Dear Mutzi
I know you can't hear me …' I begin. I look at him, at his resting expression. 'But I want to read you a scene I've been writing.'
Harry Peters - formerly Hermann Pollnow, known to his family as Mutzi - was born in Berlin in 1920. As a teenager he fled Nazi Germany and landed in rural Australia. Harry's parents, Edith and Max, never saw their son again. Edith perished at Theresienstadt; Max at Auschwitz-Birkenau.
Years later, Tess Scholfield-Peters discovers a box of letters written to her grandfather, Harry, from his parents, who she knows only as the framed black-and-white figures on Harry's TV stand. She embarks on a journey through her family's history just as Harry's memories have all but faded. This impressive debut skirts the edges of fiction and non-fiction, as Scholfield-Peters weaves her research with Harry's recollections to envision the unknown.

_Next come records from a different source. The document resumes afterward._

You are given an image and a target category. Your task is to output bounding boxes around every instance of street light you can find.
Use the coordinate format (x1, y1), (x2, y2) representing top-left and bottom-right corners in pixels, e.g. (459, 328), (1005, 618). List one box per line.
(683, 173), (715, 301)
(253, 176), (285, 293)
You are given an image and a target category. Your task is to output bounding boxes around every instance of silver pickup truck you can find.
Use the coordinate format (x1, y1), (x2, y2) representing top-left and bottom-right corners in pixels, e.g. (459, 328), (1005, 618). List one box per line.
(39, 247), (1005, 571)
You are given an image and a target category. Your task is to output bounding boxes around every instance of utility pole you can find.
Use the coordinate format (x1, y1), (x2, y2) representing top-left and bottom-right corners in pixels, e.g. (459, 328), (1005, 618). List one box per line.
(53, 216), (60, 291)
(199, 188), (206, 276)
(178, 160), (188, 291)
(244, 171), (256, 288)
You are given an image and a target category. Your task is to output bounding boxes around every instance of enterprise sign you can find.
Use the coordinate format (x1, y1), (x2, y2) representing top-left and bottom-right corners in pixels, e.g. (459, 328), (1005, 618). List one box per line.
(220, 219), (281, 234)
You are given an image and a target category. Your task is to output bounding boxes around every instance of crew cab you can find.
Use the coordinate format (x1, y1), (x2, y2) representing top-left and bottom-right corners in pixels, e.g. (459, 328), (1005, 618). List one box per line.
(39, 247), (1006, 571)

‘A heartfelt and beautifully written homage to Scholfield-Peters’ forebears, who were caught in the 20th century horrors of fascism and anti-semitism, and, in her loving portrait of her grandfather, to the survival of the human spirit. A moving contribution to the literature of the Shoah and its ricochet effect down the generations.'
Reviews
Caroline Overington, The Australian
- This felt very close to home for me: it’s about an Australian grandpa, bon in the 1920s in Berlin. I had one of those, and I called him Opi, and I loved him dearly. Tess Scholfield-Peters had one, too. She called him Mutzi. As a teenager, he fled Germany and came to Australia. His parents, who stayed behind, were murdered in Nazi camps. This book is the result of years of painstaking research. A labour of love, for sure, but this man’s story will feel so very real to so many Australians whose families came from Europe before and after the war.
Cameron Woodhead and Steven Carroll, WA Today
- The Mutzi of the title is Hermann Pollnow (anglicised to Peters), a Berlin-born Jew who immigrated to Australia (via Buchenwald) in 1939 when he was 18 and lived to be 100 years old. His parents stayed and he never saw them again. Scholfield-Peters, his granddaughter, tells his story from different perspectives: letters between Mutzi and his parents, documents and imagined scenes drawn from research. The result is a combination of non-fiction, biography, historical observation and creative writing that is often novelistic, the book both disturbing and deeply moving. The scene at the station in Berlin when Mutzi farewelled his father (his mother too sick to go), before leaving for Holland and on to Australia, haunts the reader as it must have haunted Mutzi. A highly atmospheric, meticulously researched labour of love. Read more at WA Today.
Katy Briggs, Book+Publishing
- Dear Mutzi goes beyond a personal family history with its themes of involuntary migration, adaptation into Australian society, and resilience, and will strike a chord with readers interested in the history of this period or who have enjoyed historical fiction by Heather Morris. Read more at Book+Publishing
About the author
Tess Scholfield-Peters is a Sydney-Eora based writer and academic.
Currently she teaches creative writing at the University of Technology Sydney. Previously Tess worked as senior journalist for the independent community newspaper Urban Village, based out of Sydney’s Surry Hills.
Tess’s writing spans the academic and literary fields with a focus on life writing and narrative non-fiction, hybrid literature and memory studies, and her work is featured in significant Australian and international publications.
Dear Mutzi is her first book, drawn from her recently completed Doctorate.